Peter Ross’s book A Tomb with a View is his personal look at the way we commemorate the dead in Britain. The author has wisely eschewed gimmicks, such as travelling around the country in a hearse or trying to see all the sites he mentions within a specified time, in favour of a more personal narrative in which he talks about things in which he is interested. The result of this approach is that the book is an eclectic collection of sites and stories and contains a lot of anecdotes. I thought that this made it more interesting to read and I enjoyed the variety.

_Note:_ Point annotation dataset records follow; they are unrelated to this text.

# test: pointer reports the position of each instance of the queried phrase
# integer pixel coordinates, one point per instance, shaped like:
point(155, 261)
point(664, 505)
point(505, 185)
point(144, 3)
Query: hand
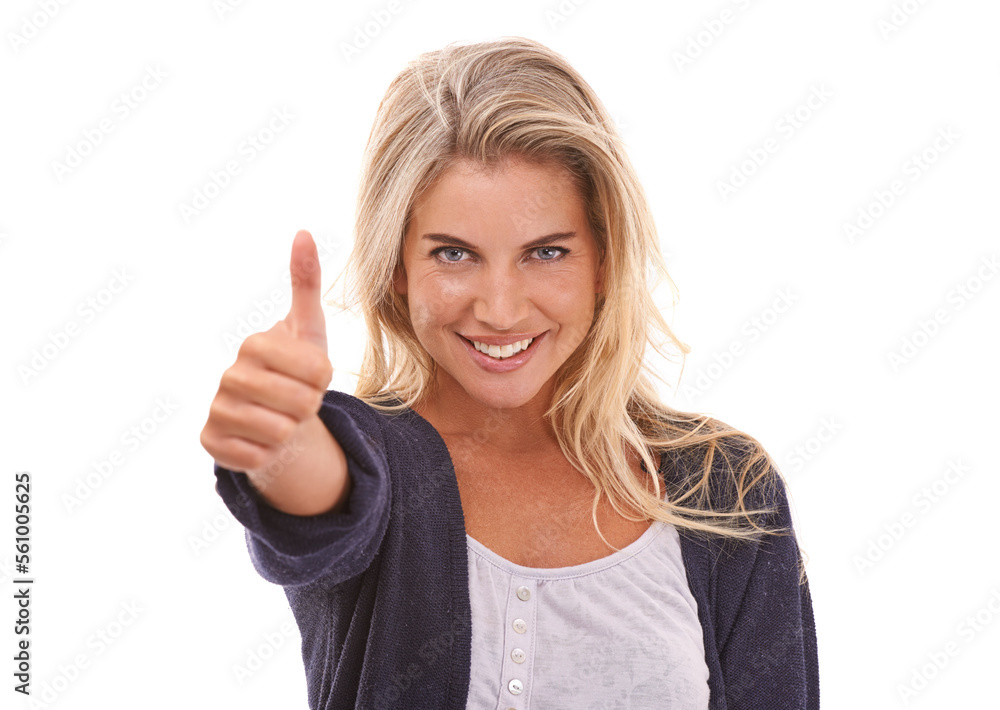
point(277, 384)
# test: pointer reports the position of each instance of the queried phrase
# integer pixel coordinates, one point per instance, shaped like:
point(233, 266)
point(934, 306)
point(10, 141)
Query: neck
point(513, 429)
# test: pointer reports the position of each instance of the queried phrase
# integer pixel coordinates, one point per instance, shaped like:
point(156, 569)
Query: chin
point(502, 396)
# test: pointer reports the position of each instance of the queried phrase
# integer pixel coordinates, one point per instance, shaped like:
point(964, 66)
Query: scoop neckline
point(571, 571)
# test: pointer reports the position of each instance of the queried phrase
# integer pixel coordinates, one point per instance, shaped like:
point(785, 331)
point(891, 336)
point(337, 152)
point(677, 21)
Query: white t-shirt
point(618, 633)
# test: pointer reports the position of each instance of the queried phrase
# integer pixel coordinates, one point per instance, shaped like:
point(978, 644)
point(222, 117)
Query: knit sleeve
point(291, 549)
point(767, 635)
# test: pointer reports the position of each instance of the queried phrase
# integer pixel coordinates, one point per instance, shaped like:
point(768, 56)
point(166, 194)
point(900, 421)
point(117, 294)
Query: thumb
point(306, 316)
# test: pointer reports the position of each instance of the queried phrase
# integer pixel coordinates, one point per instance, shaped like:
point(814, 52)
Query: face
point(498, 258)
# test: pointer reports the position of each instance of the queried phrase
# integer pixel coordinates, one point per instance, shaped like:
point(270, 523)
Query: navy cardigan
point(380, 591)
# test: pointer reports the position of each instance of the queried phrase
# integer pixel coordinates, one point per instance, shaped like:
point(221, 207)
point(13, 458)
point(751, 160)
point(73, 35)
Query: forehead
point(518, 194)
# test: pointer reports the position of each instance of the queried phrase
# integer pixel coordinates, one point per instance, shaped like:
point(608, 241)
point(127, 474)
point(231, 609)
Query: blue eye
point(559, 252)
point(553, 253)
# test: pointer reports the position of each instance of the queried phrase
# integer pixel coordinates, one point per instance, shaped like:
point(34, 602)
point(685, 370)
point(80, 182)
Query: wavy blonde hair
point(515, 98)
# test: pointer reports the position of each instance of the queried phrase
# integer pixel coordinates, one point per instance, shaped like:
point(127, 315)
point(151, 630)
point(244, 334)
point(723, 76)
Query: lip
point(501, 340)
point(507, 364)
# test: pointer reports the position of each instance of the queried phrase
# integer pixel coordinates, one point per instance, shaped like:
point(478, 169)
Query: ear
point(399, 280)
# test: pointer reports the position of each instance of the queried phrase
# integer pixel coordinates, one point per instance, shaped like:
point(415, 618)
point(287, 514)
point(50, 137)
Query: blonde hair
point(515, 98)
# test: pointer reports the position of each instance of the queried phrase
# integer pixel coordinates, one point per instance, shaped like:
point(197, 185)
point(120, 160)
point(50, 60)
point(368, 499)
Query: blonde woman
point(504, 514)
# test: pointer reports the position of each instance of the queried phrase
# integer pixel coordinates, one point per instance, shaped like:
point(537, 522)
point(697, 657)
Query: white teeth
point(501, 352)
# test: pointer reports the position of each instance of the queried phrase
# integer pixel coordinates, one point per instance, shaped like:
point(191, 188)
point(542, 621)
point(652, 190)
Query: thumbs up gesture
point(274, 390)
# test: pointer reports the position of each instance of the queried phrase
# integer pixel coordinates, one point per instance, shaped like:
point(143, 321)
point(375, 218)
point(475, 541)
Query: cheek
point(433, 302)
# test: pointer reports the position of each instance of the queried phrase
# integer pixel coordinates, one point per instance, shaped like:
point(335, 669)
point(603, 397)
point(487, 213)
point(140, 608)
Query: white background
point(872, 434)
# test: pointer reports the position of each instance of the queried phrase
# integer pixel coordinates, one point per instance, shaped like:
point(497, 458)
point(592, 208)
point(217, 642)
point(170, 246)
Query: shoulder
point(723, 469)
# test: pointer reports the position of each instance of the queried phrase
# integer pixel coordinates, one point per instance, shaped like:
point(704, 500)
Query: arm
point(290, 549)
point(768, 653)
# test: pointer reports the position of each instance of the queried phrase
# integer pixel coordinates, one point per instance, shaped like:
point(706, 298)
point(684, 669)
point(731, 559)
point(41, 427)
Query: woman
point(479, 525)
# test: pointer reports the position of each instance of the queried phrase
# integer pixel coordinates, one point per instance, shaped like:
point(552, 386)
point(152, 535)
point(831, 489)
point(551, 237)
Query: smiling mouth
point(501, 352)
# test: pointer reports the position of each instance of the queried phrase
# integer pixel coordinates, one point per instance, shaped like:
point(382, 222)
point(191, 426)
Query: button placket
point(519, 642)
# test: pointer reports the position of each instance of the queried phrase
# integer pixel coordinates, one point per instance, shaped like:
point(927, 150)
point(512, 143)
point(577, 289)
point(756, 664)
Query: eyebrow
point(541, 241)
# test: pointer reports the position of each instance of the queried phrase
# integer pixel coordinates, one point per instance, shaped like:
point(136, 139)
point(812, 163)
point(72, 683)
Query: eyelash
point(563, 252)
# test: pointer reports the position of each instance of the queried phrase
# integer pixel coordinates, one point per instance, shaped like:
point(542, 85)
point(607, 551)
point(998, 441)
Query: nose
point(501, 300)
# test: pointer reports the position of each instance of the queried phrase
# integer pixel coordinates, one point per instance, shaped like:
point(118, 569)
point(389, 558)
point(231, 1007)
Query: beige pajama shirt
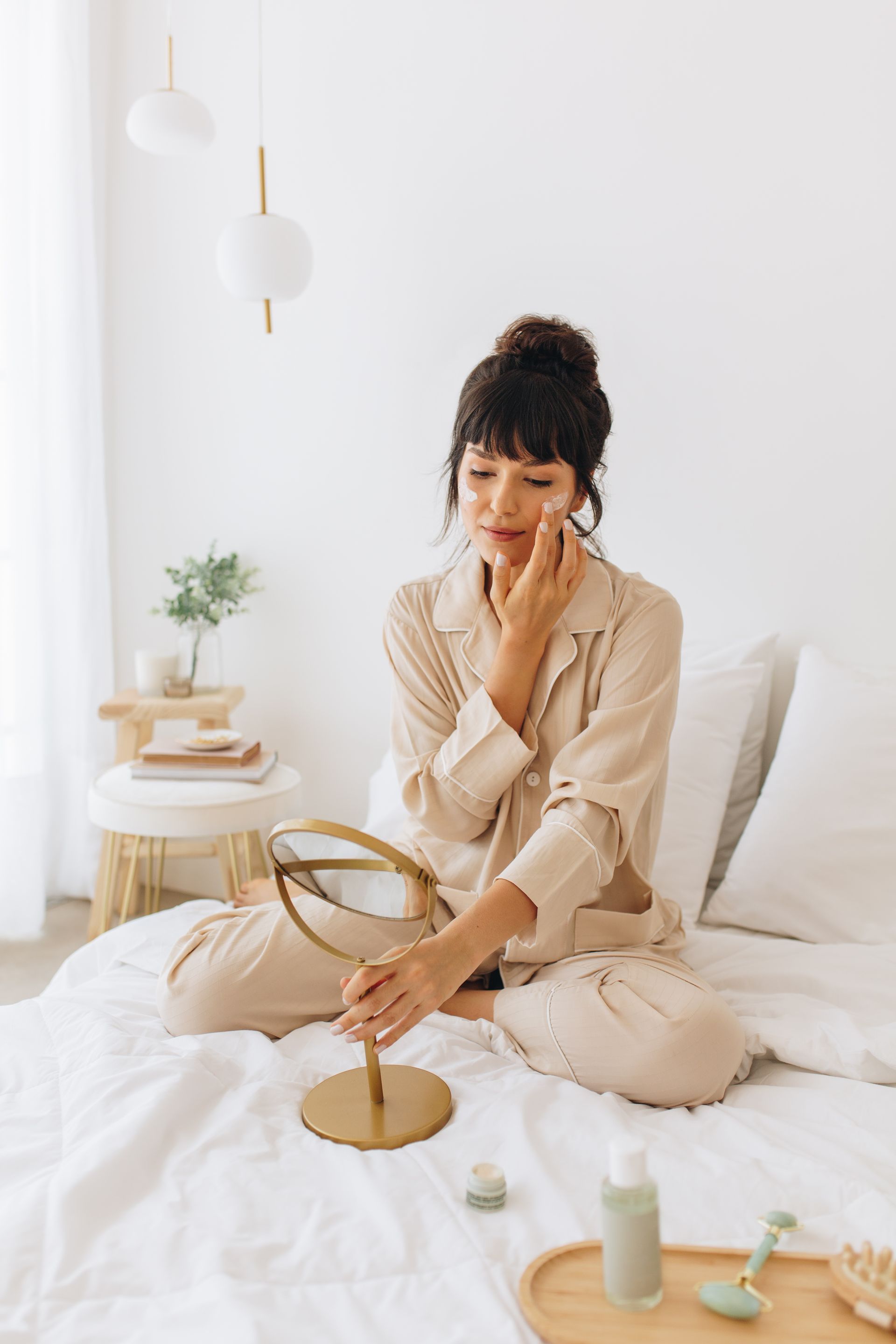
point(569, 810)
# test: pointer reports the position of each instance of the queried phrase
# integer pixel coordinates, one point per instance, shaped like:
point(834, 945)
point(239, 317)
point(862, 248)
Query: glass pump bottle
point(630, 1227)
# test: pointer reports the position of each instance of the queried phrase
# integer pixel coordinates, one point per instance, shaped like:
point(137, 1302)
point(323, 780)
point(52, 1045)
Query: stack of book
point(171, 761)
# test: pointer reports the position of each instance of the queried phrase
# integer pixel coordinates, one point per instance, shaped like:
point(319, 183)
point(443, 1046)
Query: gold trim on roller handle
point(397, 861)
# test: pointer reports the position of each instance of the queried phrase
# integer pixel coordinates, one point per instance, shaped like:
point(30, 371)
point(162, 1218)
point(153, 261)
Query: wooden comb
point(867, 1281)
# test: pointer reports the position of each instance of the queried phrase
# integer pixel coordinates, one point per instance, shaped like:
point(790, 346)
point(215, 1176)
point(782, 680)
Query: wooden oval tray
point(562, 1299)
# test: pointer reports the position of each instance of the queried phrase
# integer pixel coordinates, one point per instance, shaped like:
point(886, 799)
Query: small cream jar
point(485, 1187)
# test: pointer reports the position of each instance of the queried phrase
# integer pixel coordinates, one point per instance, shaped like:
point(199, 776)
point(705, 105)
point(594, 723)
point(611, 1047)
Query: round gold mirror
point(346, 870)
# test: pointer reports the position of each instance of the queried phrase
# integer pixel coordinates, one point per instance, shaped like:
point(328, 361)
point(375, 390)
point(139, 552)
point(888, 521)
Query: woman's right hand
point(531, 608)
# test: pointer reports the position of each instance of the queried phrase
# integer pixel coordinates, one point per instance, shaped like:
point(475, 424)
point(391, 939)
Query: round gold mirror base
point(415, 1105)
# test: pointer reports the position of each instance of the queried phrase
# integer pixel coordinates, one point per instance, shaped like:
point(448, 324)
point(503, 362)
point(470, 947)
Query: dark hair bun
point(551, 346)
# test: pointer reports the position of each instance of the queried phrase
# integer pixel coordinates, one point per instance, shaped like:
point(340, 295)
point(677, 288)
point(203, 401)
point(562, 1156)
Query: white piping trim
point(554, 990)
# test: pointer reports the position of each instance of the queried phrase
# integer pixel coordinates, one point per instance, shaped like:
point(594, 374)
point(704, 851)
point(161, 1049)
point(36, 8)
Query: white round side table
point(179, 813)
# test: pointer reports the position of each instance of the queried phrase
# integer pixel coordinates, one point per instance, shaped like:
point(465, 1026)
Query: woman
point(535, 690)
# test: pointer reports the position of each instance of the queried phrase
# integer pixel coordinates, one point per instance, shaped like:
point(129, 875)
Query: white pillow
point(817, 859)
point(704, 749)
point(745, 787)
point(714, 709)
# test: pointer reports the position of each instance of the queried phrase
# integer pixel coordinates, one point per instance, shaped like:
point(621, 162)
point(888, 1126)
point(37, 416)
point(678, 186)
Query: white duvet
point(164, 1189)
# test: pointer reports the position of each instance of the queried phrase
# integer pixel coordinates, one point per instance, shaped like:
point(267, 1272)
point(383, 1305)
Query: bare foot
point(259, 891)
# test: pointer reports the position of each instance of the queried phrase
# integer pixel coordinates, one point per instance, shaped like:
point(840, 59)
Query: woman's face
point(502, 502)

The author looks at graveyards and cemeteries and tells us about notable or quirky burials. He talks to those who look after these sites and to those who visit or commemorate the dead. He talks about ossuaries where bones are collected to be stored and places where parts of skeletons have been used as decoration. He mentions plague pits, and a place in London where sex workers and their children were buried anonymously and where a memorial is now being raised. He visits France and Belgium where great efforts are still made to recover and identify the bones of those lost in battle over a century ago. He also looks at how cemeteries are being reused as public spaces and even as places for weddings. He examines more modern ways of disposing of bodies such as green burials.
The tone of the book is respectful and the author emphasises remembrance and those who remember. He talks about people and shares some remarkable stories with the reader. The book is full of interesting snippets and occasionally it is moving but the author is trying to celebrate life and people rather than dwelling on death and sadness – I thought it worked well. Despite the subject matter I found the book uplifting and enjoyable.